Skeletons, as designed, cannot reasonably be expected to have a skill floor of simply summoning them. There is too much power in using the active abilities, especially the defensive one, or offensive with dread. Regardless of level 30 talent.

What do I mean by too much power? Well, making your skeletons five times tankier is the difference between having your skeletons 2-shot on Enchanter’s Layer explosions and 10-shot (assuming the math worked out perfectly.) This barrier is so massive, it meets the requirement of the above example of: “You are expected to dodge some attacks.” By not dodging, you expose yourself to significantly more damage than if you did any dodging.

Same thing with skeletons. By not commanding them, you significantly reduce their combat effectiveness that can be represented as a factor of five.

Your definition of skill floor would be tantamount to an unchained who doesn’t use their class ability to emergency vent heat, it’s that basic to the functionality of the class. It is literally part of their core kit.

I don’t know where you’re getting “as expected” from. The only definition that I’ve ever heard is the minimum threshold of skill needed to be effective with a character. You can most certainly be effective just leaving the skeletons on follow as a personal bodyguard that helps mitigate incoming aggro and enable some other talents.

Issuing attack and defend orders, or unsummoning them to purge heat, isn’t necessary whatsoever to play necromancer. There’s clear benefits to doing so, but mastering those commands to reap those benefits is something learned along the way when climbing to the skill ceiling.

That’s not at all what the skill floor is, because you can’t, simply, leave the pets on follow and get anything actually useful from them. They die too quickly even on legend for simple follow gameplay.

What you’re describing is the initial slope up to the skill floor, where you play something at a very basic level, not even making decisions about whether that’s the right choice. If the slope is steep enough, it’s referred to as a skill cliff.

And I can say with certainty that the skeletons simply aren’t even remotely effective without orders on legend. -80% damage is literally mandatory.

Spirit Leech should work for specials too.

I have had success just playing green dps and resummoning on cooldown on legend. That’s not representative of skill floor usage though because I’m making up the difference as a high skill player.

Sienna is still extremely powerful at a baseline. Necro gets crits and DoT and you don’t really need the skeles if you don’t want to bother with them.

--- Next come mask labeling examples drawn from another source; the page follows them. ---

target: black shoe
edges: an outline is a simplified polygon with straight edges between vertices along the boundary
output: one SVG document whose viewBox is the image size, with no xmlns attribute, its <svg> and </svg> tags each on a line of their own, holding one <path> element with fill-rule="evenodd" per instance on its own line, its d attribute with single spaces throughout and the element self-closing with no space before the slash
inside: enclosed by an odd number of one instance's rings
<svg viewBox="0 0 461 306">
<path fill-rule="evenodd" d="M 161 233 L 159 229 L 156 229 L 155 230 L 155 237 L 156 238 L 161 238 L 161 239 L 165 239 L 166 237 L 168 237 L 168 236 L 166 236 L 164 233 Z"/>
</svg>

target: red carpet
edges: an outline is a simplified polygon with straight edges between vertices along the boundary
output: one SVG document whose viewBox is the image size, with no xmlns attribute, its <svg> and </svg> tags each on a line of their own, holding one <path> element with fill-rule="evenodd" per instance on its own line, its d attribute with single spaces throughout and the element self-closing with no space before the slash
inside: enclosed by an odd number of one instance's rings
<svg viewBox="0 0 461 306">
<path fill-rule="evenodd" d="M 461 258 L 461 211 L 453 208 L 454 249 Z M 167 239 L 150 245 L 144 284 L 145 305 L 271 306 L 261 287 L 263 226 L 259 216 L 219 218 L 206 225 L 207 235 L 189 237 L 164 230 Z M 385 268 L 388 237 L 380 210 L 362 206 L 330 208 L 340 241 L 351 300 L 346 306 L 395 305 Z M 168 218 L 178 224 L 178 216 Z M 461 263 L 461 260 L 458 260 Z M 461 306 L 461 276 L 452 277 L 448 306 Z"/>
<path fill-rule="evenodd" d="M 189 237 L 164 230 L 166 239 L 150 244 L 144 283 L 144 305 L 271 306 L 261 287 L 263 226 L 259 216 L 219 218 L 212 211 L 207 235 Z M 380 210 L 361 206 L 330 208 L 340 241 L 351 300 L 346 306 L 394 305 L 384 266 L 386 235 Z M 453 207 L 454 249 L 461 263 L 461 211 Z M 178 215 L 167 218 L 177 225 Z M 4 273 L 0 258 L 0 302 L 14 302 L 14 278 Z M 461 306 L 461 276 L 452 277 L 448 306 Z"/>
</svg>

That’s not a good thing though, because at that point you might as well play a different career and get more value. I choose necro for flavor mostly.

I don’t find that actively commanding them brings enough value to compare to other career skills, or is enough incentive to put away my staff and become vulnerable.

To me they’re kind of an afterthought, I’m blasting everything in sight and then think “oh yeah I should tell the skeles to do something”. It’s like having a team of interns lol

People at the skill floor are often completely ignorant of game mechanics. Like in team fortress 2 where a pyro just holds w+m1 without ever realizing that he even has an air blast option to knock back projectiles and such.